Meres rendered immense service to the history of Elizabethan literature by the publication of his Palladis Tamia, Wits Treasury(1598), a commonplace book that is important as a source on the Elizabethan poets and more particularly because its list of Shakespeare's plays is a critical source for establishing the chronology of Shakespeare plays. It was one of a series of such volumes of short pithy sayings, the first of which was Politeuphuia: Wits Commonwealth (1597), compiled by John Bodenham or by Nicholas Ling, the publisher.
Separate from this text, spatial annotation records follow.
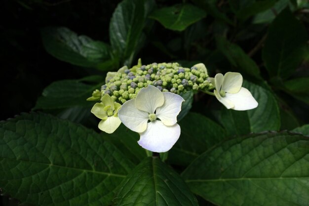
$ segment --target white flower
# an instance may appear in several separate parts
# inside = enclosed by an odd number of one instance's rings
[[[118,112],[123,124],[139,133],[138,144],[155,152],[169,150],[180,135],[177,116],[185,100],[178,94],[161,92],[151,85],[141,89],[135,99],[125,102]]]
[[[217,74],[214,78],[217,99],[228,109],[248,110],[254,109],[258,103],[248,89],[242,87],[242,76],[236,72],[228,72],[224,77]]]

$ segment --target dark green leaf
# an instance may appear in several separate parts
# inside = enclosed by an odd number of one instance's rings
[[[233,66],[248,75],[261,79],[259,67],[241,48],[237,44],[231,43],[223,37],[217,36],[216,40],[219,49]]]
[[[110,23],[110,40],[120,61],[130,66],[142,46],[142,34],[153,0],[124,0],[117,5]]]
[[[217,6],[218,0],[192,0],[199,7],[205,9],[206,12],[214,18],[222,20],[230,24],[233,22],[223,12],[220,12]]]
[[[219,121],[230,135],[243,135],[249,131],[260,132],[280,129],[279,107],[273,94],[269,90],[244,81],[242,86],[247,88],[259,103],[258,107],[245,111],[224,108]]]
[[[184,98],[185,102],[183,102],[181,105],[181,111],[177,116],[177,121],[180,121],[191,109],[192,107],[192,103],[193,102],[193,95],[194,92],[193,90],[188,91],[185,93],[181,94],[182,98]]]
[[[85,67],[105,69],[113,65],[109,46],[85,36],[78,36],[65,27],[47,27],[41,30],[45,49],[60,60]]]
[[[226,136],[220,125],[196,113],[189,113],[179,125],[180,137],[168,153],[168,161],[175,165],[188,165]]]
[[[309,138],[287,132],[223,142],[182,174],[192,190],[222,206],[307,206]]]
[[[252,21],[253,24],[270,23],[276,17],[276,14],[289,5],[289,0],[279,0],[270,9],[256,15]]]
[[[262,57],[271,77],[287,79],[304,59],[307,32],[288,8],[270,27]]]
[[[284,82],[285,91],[295,98],[309,104],[309,77],[293,79]]]
[[[0,123],[0,187],[23,205],[107,206],[134,167],[102,135],[43,114]]]
[[[304,135],[309,136],[309,124],[305,124],[302,126],[295,128],[292,131],[301,133]]]
[[[248,17],[267,10],[272,6],[277,0],[231,0],[230,2],[233,2],[232,5],[237,8],[234,8],[235,10],[236,16],[237,18],[243,20]],[[242,3],[245,2],[244,3]]]
[[[156,9],[149,17],[158,21],[167,29],[181,32],[205,16],[203,10],[186,3]]]
[[[197,206],[178,174],[158,158],[139,165],[119,187],[115,206]]]
[[[34,109],[66,108],[75,106],[89,106],[93,102],[86,101],[92,91],[101,84],[86,84],[79,80],[54,82],[44,89]]]
[[[113,133],[105,135],[104,139],[112,142],[130,160],[138,164],[147,157],[146,150],[137,143],[139,137],[138,133],[121,124]]]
Meres' Palladis Tamia contained moral and critical reflections borrowed from various sources, and included sections on books, on philosophy, on music and painting, and a famous "Comparative Discourse of our English poets with the Greeke, Latin, and Italian poets." This chapter enumerates the English poets from Geoffrey Chaucer to Meres' own day, and compares each with some classical author.

The book was reissued in 1634 as a school book, and was partially reprinted in the Ancient Critical Essays (1811-1811) of Joseph Haslewood, Edward Arber's English Garner, and Gregory Smith's Elizabethan Critical Essays (1904). A sermon entitled Gods Arithmeticke (1597), and two translations from the Spanish of Luís de Granada entitled Granada's Devotion and the Sinners' Guide (1598) complete Meres' list of works.

[edit] Notes

  1. ^ Meares, Francis in Venn, J. & J. A., Alumni Cantabrigienses, Cambridge University Press, 10 vols, 1922–1958.